In welcoming Haskell to the Wabash campus, Michael turned the conversation to the subject of video games, something that the film critic knew nothing about. Michael told her about how games were becoming increasingly cinematic, how they were adopting editing and cinematography techniques from film, and plots and characters were ever more sophisticated. Games, in style and form, were approaching a version of the cinema, Michael told her, but with the distinguishing element of interactivity, and Haskell was interested in that. Michael wondered out loud where games would go in the future, and she wondered with him.

4 comments:

Duncan said...

Thank you to Tom Elliott, Nelson Barre, Jake Peacock and Derek Bailey for their recollections; to Alex Ashby for commenting on earlier drafts of these articles, and of course to Michael Abbott, about whom not enough can be said (although 8,000 words just were.)

The information on Richard Garriott was taken from his interview with Warren Spector from Spector's 2007 University of Texas lecture series.

This is the final post of 2008. Thank you for reading along, Hit Self-Destruct will be back soon.

Alex P said...

This has been a fascinating series of articles so far. I've always admired Abbott's writing on Brainy Gamer, but now I finally know something about him.

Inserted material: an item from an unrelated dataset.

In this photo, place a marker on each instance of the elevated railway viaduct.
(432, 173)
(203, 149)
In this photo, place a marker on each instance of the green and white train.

Thanks for writing this Duncan, and thanks to all the others who made these possible. Happy 2009

Ben Abraham said...

That could have run 15,000 words long and remained captivating. What a fascinating subject and fantastic piece. You are to be congratulated.

Nels Anderson said...

Duncan, thank you for writing this piece about Michael. I had no idea the genesis of his interest in games, and his background in general, was so deep and engaging.